New IEC 60601-1-11 Standard Addresses Home Healthcare Environment

September 12, 2012 – 10:30 am

IEC 60601-1-11, which became mandatory in the European Union on 1 June 2012, outlines new requirements for the design and verification of a range of home use and point-of-care medical devices, notes SGS Medical Devices Services. The new standard differs from the general IEC 60601-1 in relation to requirements for construction and testing of the device, adds the inspection, verification, testing and certification company.

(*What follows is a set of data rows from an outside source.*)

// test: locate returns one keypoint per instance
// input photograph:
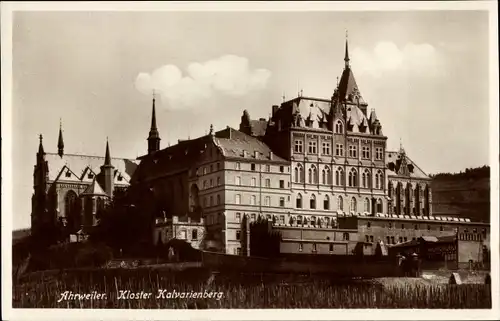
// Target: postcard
(257, 161)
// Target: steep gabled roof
(94, 189)
(233, 143)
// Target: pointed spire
(153, 116)
(40, 146)
(346, 57)
(60, 142)
(154, 135)
(107, 159)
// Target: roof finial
(60, 142)
(107, 158)
(346, 57)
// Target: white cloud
(229, 74)
(386, 57)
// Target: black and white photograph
(289, 160)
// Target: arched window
(326, 203)
(299, 174)
(379, 180)
(340, 203)
(367, 205)
(71, 210)
(366, 179)
(379, 206)
(312, 202)
(353, 205)
(339, 177)
(298, 201)
(339, 127)
(353, 178)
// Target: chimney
(275, 109)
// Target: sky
(425, 73)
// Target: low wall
(225, 262)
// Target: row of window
(253, 167)
(237, 181)
(253, 200)
(208, 169)
(340, 203)
(210, 183)
(339, 150)
(183, 235)
(327, 177)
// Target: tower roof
(40, 146)
(94, 189)
(60, 142)
(153, 132)
(107, 158)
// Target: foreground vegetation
(239, 291)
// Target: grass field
(241, 291)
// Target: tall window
(365, 152)
(313, 175)
(353, 151)
(299, 148)
(340, 203)
(379, 180)
(299, 174)
(379, 206)
(326, 148)
(367, 205)
(366, 179)
(339, 128)
(312, 202)
(353, 205)
(339, 150)
(313, 147)
(298, 201)
(326, 203)
(353, 178)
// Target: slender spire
(60, 143)
(154, 135)
(153, 117)
(346, 57)
(40, 146)
(107, 159)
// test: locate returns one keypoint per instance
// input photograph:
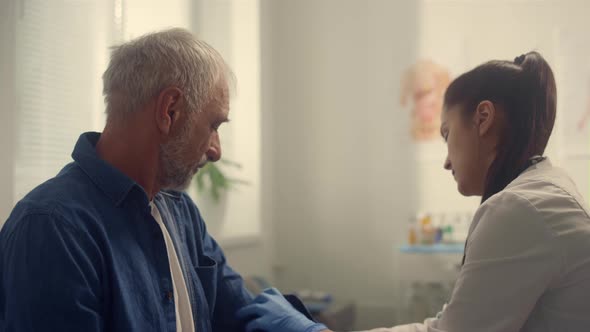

The IEC 60601-1-11 standard defines the Home Healthcare Environment as the “dwelling place in which a patient lives or other places where patients are present, excluding professional healthcare facility environments where operators with medical training are continually available when patients are present.” (The definition of the US national version differs slightly and its implementation date is 30 June 2013.)

Medical devices typically mandated to use the new standard include oxygen concentrators, body-worn nerve and muscle stimulators, beds, sleep apnea monitors and battery chargers prescribed for use at home, according to SGS.

For devices intended for home use, the new standard requires the use of a two-prong (unearthed) plug and water-resistant casings. Also, parts that are applied to a patient must be isolated from other parts of the device. The devices also must be tested to withstand mechanical shock, vibration, impact from dropping and a range of environmental conditions. These requirements go beyond the general 60601-1 standard, and a design review is recommended to ensure compliance across the entire range of new requirements. Simply addressing the general risk concerns of ISO 14971 is no longer adequate to comply with the specific hardware-related aspects of IEC 60601, says SGS.

IEC 60601 3rd edition series has, and still is, undergoing changes with a recent amendment to the general requirements standard IEC 60601-1, which modifies and clarifies some of the existing requirements. SGS recommends that manufacturers perform a thorough review of any new, or existing, devices intended for the European or North American markets.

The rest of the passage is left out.